Besonders im Fokus stand in diesem Jahr das Thema Gravel-Biking – und genau dort setzte der Samstagvormittag eines der emotionalsten Highlights des bisherigen Wochenendes. Gemeinsam mit Paracyclist Jan Wiedemann ging es beim offenen Social Ride nicht um Bestzeiten oder Wattzahlen, sondern um Gemeinschaft, Austausch und die Freude am Radfahren. Zahlreiche Teilnehmer schlossen sich der gemeinsamen Ausfahrt über die Schotterstrecken an – vom ambitionierten Gravel-Fahrer bis zum neugierigen Einsteiger.
Wiedemann, der seit einem Motorradunfall mit gelähmtem linken Arm fährt und dennoch Jahr für Jahr enorme sportliche Leistungen absolviert, begeisterte die Teilnehmer nicht nur sportlich, sondern vor allem menschlich. „Hier geht’s ums Erlebnis, nicht ums Ergebnis“, sagte der Sonneberger. Graveln sei aktuell „auf dem aufsteigenden Ast“, gleichzeitig schade es ihm, wenn Menschen alleine fahren würden. „In der Gruppe ist es einfach schöner.“ Der Zuspruch für den Social Ride sei groß gewesen. Viele hätten sich im Vorfeld ausdrücklich darüber gefreut, dass ein solches Angebot organisiert werde.

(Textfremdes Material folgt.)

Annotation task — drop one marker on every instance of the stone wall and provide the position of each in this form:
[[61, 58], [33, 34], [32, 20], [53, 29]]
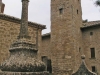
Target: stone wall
[[66, 20], [92, 41]]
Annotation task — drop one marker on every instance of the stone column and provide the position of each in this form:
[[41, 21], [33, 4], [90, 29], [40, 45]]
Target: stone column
[[0, 5], [24, 20]]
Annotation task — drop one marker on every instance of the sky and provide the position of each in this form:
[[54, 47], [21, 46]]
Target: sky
[[39, 11]]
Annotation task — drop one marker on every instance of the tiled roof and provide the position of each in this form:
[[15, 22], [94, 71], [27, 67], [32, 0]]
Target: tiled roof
[[17, 20], [90, 24], [85, 25]]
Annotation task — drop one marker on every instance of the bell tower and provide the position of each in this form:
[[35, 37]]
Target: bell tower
[[66, 20]]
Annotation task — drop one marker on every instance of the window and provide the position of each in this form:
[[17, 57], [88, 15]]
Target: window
[[93, 69], [61, 11], [77, 11], [91, 33], [79, 49], [92, 52], [48, 63], [49, 66]]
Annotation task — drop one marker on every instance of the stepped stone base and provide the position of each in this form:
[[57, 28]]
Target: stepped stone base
[[24, 73]]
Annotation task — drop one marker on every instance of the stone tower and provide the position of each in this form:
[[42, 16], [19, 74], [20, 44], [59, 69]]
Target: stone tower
[[23, 54], [66, 20], [1, 7]]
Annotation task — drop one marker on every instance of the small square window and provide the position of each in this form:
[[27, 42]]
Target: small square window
[[61, 11]]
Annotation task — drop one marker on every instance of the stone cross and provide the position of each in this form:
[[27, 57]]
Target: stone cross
[[24, 20], [83, 70]]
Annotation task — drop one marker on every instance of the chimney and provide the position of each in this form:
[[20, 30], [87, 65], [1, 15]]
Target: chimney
[[2, 6]]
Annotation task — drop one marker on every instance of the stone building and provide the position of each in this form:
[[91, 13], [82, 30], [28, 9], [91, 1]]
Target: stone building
[[69, 38]]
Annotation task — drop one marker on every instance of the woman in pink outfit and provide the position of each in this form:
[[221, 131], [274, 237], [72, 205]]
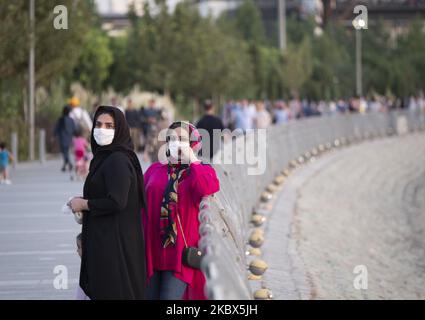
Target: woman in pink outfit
[[174, 191]]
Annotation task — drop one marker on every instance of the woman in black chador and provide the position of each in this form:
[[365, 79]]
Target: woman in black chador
[[113, 249]]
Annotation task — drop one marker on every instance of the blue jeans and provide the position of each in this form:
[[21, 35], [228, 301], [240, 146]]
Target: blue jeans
[[164, 286]]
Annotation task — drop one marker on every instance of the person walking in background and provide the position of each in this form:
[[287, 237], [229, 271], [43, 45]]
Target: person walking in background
[[151, 114], [174, 191], [5, 158], [281, 112], [81, 117], [64, 131], [113, 248], [209, 122], [262, 117], [133, 119]]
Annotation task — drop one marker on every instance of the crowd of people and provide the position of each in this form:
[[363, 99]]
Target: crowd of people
[[246, 114]]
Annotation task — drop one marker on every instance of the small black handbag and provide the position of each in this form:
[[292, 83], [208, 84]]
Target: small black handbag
[[191, 256]]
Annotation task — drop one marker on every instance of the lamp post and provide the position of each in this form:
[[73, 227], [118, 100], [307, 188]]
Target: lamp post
[[31, 81], [359, 24], [281, 8]]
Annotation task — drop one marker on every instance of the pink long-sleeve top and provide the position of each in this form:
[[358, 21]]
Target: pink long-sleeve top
[[199, 181]]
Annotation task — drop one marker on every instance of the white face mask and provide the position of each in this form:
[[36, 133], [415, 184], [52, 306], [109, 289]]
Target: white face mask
[[103, 137], [174, 147]]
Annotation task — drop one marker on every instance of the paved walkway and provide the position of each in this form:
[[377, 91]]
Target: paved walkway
[[35, 236], [363, 205]]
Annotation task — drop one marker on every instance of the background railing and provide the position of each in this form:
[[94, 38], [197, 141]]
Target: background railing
[[225, 217]]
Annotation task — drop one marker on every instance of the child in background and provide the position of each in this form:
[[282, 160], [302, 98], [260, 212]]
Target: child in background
[[5, 158], [80, 293], [81, 158]]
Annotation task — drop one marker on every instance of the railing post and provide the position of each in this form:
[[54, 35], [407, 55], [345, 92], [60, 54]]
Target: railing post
[[14, 147], [42, 146]]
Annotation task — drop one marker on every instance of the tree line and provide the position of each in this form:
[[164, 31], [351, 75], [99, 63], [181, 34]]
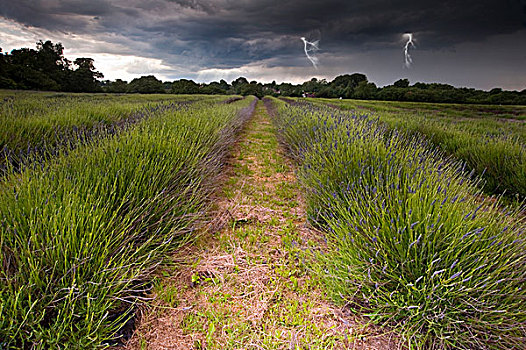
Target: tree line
[[46, 68]]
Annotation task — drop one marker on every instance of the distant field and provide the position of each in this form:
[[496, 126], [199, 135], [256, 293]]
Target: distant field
[[490, 139], [35, 124], [411, 240], [96, 190]]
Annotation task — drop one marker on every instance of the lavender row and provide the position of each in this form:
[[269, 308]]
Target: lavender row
[[411, 239]]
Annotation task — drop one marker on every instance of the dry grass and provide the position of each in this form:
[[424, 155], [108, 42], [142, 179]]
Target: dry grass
[[243, 284]]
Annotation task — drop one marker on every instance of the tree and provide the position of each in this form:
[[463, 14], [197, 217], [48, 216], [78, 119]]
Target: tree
[[365, 91], [118, 86], [84, 78]]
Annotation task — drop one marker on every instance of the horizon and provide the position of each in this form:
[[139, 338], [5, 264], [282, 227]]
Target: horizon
[[473, 45]]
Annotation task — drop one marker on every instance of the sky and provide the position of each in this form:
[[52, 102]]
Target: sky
[[471, 43]]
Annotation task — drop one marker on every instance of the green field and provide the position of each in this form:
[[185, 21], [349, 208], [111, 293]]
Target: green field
[[491, 140], [411, 239], [82, 231], [418, 205]]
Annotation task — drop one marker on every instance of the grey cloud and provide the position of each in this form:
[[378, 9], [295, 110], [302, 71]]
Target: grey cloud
[[231, 33]]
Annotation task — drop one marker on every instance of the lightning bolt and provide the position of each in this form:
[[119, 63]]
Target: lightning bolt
[[311, 47], [408, 59]]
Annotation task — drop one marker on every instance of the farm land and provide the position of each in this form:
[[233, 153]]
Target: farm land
[[221, 222]]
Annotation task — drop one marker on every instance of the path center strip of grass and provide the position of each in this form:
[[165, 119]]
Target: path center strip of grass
[[243, 284]]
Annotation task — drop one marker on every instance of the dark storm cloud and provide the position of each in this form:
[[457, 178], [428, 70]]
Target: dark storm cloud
[[231, 33]]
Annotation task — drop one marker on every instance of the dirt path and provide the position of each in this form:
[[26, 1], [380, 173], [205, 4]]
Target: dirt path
[[244, 284]]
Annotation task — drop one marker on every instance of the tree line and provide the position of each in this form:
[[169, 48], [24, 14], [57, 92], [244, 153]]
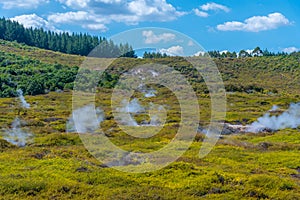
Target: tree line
[[79, 44]]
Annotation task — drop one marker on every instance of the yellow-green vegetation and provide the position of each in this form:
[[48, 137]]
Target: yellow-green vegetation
[[56, 165]]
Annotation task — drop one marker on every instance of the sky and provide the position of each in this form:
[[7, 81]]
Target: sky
[[221, 25]]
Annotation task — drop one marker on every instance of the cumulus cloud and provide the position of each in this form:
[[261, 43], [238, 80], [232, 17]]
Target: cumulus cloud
[[152, 38], [9, 4], [291, 49], [173, 51], [200, 13], [215, 7], [35, 21], [96, 14], [256, 23]]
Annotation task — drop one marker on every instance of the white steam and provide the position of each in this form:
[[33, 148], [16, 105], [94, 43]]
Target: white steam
[[22, 99], [133, 107], [82, 119], [16, 135], [288, 119]]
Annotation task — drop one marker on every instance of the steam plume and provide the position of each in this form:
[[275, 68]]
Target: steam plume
[[22, 99], [84, 120]]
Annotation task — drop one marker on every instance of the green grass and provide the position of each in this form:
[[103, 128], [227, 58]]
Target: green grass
[[243, 166]]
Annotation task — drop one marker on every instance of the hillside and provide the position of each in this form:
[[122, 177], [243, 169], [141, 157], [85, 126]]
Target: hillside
[[54, 163]]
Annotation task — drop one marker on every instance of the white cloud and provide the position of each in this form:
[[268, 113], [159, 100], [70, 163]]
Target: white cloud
[[291, 49], [35, 21], [98, 13], [224, 51], [10, 4], [71, 17], [200, 13], [256, 23], [215, 7], [152, 38], [173, 51]]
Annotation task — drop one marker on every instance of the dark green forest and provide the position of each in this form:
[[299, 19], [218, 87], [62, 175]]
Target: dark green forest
[[78, 44]]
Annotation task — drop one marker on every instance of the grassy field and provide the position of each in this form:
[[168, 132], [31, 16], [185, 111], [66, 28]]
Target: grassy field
[[56, 165]]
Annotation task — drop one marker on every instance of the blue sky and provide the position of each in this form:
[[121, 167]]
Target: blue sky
[[216, 25]]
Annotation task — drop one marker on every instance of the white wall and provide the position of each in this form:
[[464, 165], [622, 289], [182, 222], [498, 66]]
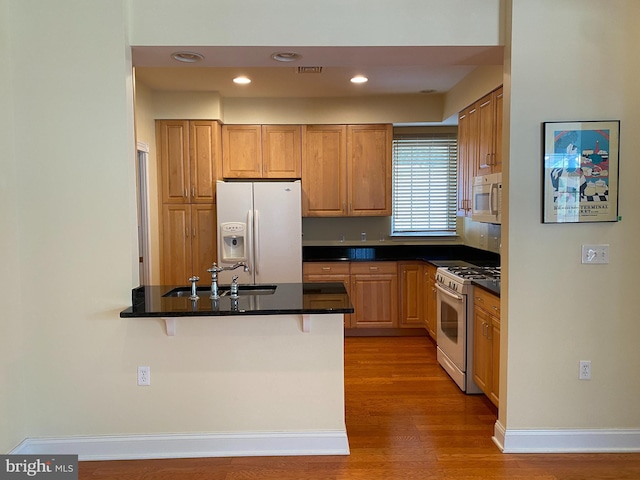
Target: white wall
[[70, 162], [73, 157], [571, 60], [12, 353]]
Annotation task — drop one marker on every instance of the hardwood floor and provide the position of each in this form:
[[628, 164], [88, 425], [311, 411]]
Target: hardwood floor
[[405, 420]]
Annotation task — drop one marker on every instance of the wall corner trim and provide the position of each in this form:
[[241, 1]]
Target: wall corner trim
[[136, 447], [567, 440]]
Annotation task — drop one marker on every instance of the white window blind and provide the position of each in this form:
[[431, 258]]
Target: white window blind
[[424, 184]]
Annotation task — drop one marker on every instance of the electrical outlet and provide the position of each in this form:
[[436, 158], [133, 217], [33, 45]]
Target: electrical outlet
[[585, 370], [595, 253], [144, 376]]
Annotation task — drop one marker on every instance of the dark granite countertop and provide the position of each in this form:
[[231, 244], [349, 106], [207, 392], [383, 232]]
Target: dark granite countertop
[[492, 286], [429, 253], [287, 298], [438, 255]]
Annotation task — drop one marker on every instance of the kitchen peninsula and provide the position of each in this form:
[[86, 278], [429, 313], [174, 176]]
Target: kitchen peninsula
[[266, 369]]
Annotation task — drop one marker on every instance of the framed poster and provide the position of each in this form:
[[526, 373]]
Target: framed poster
[[580, 171]]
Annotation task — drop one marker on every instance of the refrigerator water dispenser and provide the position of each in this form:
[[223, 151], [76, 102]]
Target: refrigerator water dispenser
[[233, 242]]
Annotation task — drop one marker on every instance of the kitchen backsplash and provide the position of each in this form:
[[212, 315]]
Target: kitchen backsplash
[[349, 230]]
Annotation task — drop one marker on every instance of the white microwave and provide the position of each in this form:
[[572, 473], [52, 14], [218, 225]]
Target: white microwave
[[487, 198]]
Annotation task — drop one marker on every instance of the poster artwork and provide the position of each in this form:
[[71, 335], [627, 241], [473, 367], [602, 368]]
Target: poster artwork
[[578, 176]]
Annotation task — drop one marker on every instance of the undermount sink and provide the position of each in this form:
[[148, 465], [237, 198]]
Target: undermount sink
[[250, 290], [224, 290]]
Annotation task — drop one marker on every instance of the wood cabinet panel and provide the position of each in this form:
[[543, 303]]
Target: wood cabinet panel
[[189, 242], [324, 164], [241, 151], [374, 289], [204, 140], [486, 343], [489, 159], [412, 291], [203, 239], [430, 305], [176, 242], [173, 148], [282, 151], [369, 169], [329, 272]]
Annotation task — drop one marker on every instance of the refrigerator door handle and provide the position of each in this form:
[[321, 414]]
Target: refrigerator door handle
[[256, 249], [250, 240]]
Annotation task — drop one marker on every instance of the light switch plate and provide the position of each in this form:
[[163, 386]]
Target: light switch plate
[[595, 254]]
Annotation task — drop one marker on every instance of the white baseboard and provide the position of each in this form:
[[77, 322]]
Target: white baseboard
[[134, 447], [566, 441]]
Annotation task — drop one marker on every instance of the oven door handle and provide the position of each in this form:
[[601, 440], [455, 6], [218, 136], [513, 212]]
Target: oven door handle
[[447, 292]]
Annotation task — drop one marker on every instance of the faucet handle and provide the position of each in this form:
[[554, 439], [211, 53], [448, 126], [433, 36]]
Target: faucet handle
[[234, 287], [194, 290], [214, 268]]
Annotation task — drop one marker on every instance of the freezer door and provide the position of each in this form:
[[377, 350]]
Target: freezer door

Überhaupt zeigte sich am Samstag schnell, dass das Konzept des RSC Bimbach erneut aufging. Während die großen Marathonstrecken für Sonntag bereits seit Monaten ausverkauft sind, nutzten zahlreiche Teilnehmer die offenen RTF-, Gravel- und MTB-Angebote. Auf den Straßen und Schotterwegen rund um Bimbach herrschte vom Vormittag an reger Betrieb.
Großen Zuspruch erhielt auch die neue Premium-Verpflegung an der Gravel-Strecke. Neben klassischer Sportlernahrung warteten dort unter anderem Lachsbrötchen, Soleier und sogar ein kühles Bier auf die Fahrer – ein Angebot, das viele Teilnehmer gerne annahmen. Rund um das Festgelände sorgte die Bike-Messe mit bekannten Ausstellern und neuen Marken ebenfalls für viel Betrieb. Zwischen hochwertigen Rennrädern, Zubehör, Bekleidung und Fachgesprächen wurde schnell deutlich, dass das Bimbacher Wochenende längst mehr ist als eine reine Sportveranstaltung. Dazu passte auch das Bild auf der großen Campingwiese neben dem Schützenhaus, wo Wohnmobile, Zelte und Wohnwagen dicht an dicht standen und vielerorts bereits am Samstag echtes Festivalgefühl aufkam. Wie eng viele Teilnehmer dem Event seit Jahren verbunden sind, zeigte auch das Ehepaar Edwards aus Ostwestfalen. Seit 1983 beziehungsweise 1985 kommen sie regelmäßig nach Bimbach – und denken trotz veränderter Prioritäten gar nicht daran, damit aufzuhören. „Bimbach ist immer noch ein Ziel“, erzählten sie. Der Radsport selbst sei inzwischen zwar etwas in den Hintergrund gerückt, „aber es ist einfach schön hier“. Besonders das Verhältnis untereinander und die Atmosphäre würden sie Jahr für Jahr genießen.
Am Sonntag steht nun mit den ausverkauften Marathonstrecken der sportliche Höhepunkt des Wochenendes bevor. Nach dem gelungenen Auftakt am Samstag hoffen Veranstalter und Teilnehmer gleichermaßen, dass das angekündigte Traumwetter auch zum Finale hält.